According to a report by Hebrew media outlet Maariv, Israel has sent a clear message to Jordan in past days that Israel will not go through with the terms of the Red-Dead Sea Conveyance Project unless Jordan reopens the Israeli embassy.
The project involves the construction of a desalination plant in Aqaba that will provide fresh water to Jordan and Israel and carry brine to the Dead Sea in order to diminish its rate of decline. Israel has also committed to supplying additional water to Jordan and the Palestinian Authority.
Israeli-Jordanian ties were strained earlier this year after the shooting of two men at the Israeli embassy in the Jordanian capital of Amman. The Israeli embassy was then closed by the Jordanian government.
The embattled Israeli security guard at the center of the crisis told police that the Jordanian teen who attempted to stab him with a screwdriver at Israel's embassy in Amman was nationalistically motivated.
The Israeli foreign ministry has reportedly formed an opinion that there is no point working the Jordanian government while the embassy remains closed and hopes to put economic pressure on Amman.
The ambitious water project has been in the works for decades and aims to provide much-needed water to the parties involved.
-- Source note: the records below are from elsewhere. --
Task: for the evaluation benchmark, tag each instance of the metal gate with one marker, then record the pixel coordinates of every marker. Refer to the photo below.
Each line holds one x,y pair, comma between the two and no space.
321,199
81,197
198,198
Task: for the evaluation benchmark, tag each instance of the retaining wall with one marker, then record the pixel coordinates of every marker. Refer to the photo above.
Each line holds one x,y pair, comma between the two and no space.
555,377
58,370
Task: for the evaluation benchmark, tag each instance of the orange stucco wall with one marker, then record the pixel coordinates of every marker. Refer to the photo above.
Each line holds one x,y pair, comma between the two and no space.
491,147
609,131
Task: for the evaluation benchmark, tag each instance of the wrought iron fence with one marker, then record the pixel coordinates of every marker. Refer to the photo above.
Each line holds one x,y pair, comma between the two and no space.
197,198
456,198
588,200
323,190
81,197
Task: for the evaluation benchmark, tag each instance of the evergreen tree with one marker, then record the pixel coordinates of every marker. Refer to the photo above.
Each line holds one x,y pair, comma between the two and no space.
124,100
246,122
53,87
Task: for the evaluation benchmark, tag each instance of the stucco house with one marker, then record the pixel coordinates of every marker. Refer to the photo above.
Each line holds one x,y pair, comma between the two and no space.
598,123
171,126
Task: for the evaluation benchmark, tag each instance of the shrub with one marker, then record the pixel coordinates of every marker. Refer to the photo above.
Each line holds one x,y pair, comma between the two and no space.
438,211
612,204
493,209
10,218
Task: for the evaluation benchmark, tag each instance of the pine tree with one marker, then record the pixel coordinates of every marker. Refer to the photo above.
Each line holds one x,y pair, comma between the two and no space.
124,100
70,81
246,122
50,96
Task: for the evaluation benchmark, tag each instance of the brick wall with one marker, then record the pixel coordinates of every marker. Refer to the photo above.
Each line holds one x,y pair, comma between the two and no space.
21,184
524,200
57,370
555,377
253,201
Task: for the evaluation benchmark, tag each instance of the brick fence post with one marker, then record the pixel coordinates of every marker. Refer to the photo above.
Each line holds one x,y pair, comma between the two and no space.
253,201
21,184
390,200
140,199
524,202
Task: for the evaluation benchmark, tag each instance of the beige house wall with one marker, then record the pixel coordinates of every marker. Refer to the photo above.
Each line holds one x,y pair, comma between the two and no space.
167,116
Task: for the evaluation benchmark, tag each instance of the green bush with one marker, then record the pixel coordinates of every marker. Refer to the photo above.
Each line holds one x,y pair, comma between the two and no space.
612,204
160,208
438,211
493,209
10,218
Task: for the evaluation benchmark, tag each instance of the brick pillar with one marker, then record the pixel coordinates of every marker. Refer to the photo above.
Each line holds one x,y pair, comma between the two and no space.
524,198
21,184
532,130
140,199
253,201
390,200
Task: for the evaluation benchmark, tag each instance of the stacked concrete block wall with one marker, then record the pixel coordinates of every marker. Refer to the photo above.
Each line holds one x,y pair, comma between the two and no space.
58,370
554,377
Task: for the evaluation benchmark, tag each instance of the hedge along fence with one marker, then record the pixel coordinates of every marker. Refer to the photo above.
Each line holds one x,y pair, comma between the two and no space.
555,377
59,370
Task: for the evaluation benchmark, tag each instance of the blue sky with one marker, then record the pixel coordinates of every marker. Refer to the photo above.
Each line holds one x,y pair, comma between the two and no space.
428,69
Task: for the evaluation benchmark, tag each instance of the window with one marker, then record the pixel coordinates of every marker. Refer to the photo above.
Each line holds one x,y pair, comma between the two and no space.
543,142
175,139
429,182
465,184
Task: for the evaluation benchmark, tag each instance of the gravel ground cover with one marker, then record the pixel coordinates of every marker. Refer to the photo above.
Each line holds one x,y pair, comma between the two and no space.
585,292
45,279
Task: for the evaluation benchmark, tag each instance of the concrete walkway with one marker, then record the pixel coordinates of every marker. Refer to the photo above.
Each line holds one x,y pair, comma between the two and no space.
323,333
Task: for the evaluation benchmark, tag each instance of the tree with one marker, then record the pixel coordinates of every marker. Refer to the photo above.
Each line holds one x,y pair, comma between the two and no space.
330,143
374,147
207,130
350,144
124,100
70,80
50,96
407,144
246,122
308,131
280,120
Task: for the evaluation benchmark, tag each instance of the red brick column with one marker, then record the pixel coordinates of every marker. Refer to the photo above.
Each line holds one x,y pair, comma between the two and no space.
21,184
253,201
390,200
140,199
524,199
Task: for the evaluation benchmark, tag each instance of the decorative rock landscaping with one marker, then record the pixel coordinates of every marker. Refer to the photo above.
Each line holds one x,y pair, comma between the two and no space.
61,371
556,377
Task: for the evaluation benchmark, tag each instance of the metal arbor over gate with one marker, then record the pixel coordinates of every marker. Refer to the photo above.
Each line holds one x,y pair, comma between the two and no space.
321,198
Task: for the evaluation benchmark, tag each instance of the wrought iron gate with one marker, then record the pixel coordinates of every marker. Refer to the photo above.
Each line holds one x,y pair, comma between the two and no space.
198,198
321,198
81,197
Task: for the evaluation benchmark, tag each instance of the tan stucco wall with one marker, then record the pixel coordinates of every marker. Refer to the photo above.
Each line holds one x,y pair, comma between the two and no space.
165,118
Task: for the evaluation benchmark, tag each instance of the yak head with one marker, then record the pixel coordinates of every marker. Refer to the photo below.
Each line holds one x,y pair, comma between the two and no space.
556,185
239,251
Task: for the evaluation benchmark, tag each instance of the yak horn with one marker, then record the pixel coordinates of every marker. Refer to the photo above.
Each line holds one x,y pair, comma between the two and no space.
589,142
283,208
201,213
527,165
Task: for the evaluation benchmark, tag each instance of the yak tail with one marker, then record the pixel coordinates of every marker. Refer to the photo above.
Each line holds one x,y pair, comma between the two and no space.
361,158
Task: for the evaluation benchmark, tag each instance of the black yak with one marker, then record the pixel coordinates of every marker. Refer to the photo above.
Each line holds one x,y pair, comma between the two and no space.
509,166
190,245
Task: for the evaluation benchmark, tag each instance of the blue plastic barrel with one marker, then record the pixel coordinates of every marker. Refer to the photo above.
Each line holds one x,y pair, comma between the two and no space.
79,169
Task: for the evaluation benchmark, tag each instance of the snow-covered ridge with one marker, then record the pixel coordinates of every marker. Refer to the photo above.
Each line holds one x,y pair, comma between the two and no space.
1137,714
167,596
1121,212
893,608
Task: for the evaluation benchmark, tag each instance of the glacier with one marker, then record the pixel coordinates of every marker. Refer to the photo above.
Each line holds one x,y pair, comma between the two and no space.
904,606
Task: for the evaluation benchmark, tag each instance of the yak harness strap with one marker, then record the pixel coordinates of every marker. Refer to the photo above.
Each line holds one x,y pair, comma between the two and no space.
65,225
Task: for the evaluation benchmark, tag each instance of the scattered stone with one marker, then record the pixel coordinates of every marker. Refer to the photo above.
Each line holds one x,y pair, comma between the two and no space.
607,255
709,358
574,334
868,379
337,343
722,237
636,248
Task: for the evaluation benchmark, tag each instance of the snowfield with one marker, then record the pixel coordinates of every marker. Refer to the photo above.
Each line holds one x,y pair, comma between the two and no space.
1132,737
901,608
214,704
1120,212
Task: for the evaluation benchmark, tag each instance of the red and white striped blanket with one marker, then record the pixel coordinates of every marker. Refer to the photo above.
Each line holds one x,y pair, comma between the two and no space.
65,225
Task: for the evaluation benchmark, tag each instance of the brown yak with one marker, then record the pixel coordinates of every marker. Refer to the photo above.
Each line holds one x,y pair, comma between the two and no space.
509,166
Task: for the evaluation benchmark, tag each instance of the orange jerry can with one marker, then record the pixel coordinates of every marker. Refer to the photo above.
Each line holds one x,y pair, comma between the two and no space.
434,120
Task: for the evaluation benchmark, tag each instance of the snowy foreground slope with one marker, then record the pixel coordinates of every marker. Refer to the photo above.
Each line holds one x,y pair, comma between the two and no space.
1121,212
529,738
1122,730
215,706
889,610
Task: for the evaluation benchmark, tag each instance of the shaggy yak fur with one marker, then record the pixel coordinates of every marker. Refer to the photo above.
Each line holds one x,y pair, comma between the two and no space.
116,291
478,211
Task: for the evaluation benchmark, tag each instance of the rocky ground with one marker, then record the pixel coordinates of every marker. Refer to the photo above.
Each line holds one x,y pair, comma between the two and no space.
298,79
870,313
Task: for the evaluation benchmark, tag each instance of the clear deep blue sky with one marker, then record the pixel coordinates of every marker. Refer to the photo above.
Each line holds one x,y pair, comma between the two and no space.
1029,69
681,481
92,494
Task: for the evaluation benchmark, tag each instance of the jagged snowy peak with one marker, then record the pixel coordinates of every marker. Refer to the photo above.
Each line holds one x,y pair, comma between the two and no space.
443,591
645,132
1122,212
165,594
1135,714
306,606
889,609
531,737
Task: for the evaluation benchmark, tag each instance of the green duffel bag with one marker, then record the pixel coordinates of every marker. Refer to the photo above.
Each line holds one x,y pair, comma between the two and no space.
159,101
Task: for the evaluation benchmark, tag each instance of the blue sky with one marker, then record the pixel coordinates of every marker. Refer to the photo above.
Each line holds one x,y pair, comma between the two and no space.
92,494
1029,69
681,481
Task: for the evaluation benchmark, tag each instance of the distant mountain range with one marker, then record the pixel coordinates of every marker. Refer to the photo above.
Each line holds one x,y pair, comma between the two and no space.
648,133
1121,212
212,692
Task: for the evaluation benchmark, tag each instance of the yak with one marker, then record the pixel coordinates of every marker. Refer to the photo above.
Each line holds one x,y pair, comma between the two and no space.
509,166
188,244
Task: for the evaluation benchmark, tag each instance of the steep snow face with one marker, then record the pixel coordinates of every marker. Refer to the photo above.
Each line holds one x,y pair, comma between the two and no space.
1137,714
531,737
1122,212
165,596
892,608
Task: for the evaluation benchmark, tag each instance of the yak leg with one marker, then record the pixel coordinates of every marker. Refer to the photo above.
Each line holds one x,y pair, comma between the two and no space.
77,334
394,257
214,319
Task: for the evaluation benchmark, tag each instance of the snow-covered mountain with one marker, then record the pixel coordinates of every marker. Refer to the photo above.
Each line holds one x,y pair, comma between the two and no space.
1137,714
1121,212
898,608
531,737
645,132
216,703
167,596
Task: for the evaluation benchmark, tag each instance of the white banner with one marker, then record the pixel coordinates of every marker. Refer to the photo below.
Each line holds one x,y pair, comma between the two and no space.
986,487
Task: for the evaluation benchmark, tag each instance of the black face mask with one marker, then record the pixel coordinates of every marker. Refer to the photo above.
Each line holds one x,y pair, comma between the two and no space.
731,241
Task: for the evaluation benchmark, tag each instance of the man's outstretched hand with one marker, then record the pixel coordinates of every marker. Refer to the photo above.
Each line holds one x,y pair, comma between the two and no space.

For the past three years, there has been no real contact between the Israelis and Palestinians on the matter since December 2013 when Israel, Jordan and the Palestinian Authority signed a water-sharing deal. But then the US current administration began to push the deal forward, perhaps as part of a vision of economic peace in the region leading to a political settlement, leading to its revival in July.
The first phase of the project -- with an estimated cost of $900 million -- involves building a conveyance system to transfer 300 million cubic meters (10.6 billion cubic feet) of water each year from the Red Sea to the Dead Sea.